Im Folgenden sollen Details zu den Anforderungen an die Lagerung von Arzneimitteln aufgezeigt und Erläuterung zu deren Umsetzung im Rahmen eines Bauprojekts der Spedition Hütter gegeben werden.
Anforderungen an ein Pharmalager
Die Räumlichkeiten sollen ausreichend dimensioniert und beleuchtet sein und sich in einem angemessenen baulichen Zustand befinden, da sie letztendlich die Hardware für eine ordentliche Lagerhaltung sind. Die angemessene Größe gilt ebenfalls für Wareneingangs-/ausgangsbereiche und die Sonderzonen (Quarantäne, Sperrlager, Vernichtungslager, Retourenlager). Insbesondere bei den Wareneingangs-/ausgangsbereichen ist ein Konzept gefragt, das flexibel an das Volumen des Warenumschlags angepasst werden kann. Dabei ist grundlegend, dass eine deutlich abgegrenzte Fläche für die Bereiche ausgewiesen wird. Optional kann eine Pufferfläche Spitzen abdecken.
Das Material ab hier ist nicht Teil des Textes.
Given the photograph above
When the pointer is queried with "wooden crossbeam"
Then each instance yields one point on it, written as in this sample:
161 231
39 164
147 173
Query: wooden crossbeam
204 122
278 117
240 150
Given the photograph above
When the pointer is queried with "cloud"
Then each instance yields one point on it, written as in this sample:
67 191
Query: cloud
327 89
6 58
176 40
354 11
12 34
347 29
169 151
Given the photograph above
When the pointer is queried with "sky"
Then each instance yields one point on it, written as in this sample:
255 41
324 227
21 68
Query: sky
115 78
Die angemessene Größe ist bei einem Neubau eine unscharfe Größe, denn in der Regel ist das Volumen der einzulagernden und/oder umzuschlagenden Produkte nicht genau prognostizierbar. Hier hilft immer der Ansatz, „auf Zuwachs“ zu planen. Orientierung kann man sicherlich auch durch Betrachtung anderer Pharmalager gewinnen. Dies setzt selbstverständlich voraus, dass sich mit dem vorhandenen Baugrund die Wunschgröße auch realisieren lässt.
Lagerräumlichkeiten sollten über eine Zutrittskontrolle verfügen. Dies wird bei Neubauten in der Regel über Chipsysteme realisiert. Der Vorteil besteht darin, dass den Mitarbeitenden individuell Zutritt zu ausgewiesenen Bereichen erteilt wird, ebenso ist der Entzug der Erlaubnis unkompliziert und sehr schnell umzusetzen, indem der individuelle Chip gesperrt wird. Auf Prozessebene sind Anweisungen für Besucher und Handwerker zu verankern. Beim Thema Gebäudesicherheit ist es hilfreich, sich an den Facility Security Requirements der TAPA (Transported Asset Protection Association) zu orientieren und ggf. eine Zertifizierung in diesem Bereich anzustreben. Als Zwischenschritt kann die Zulassung als reglementierter Beauftragter und bekannter Versender durch das Luftfahrt-Bundesamt dienen.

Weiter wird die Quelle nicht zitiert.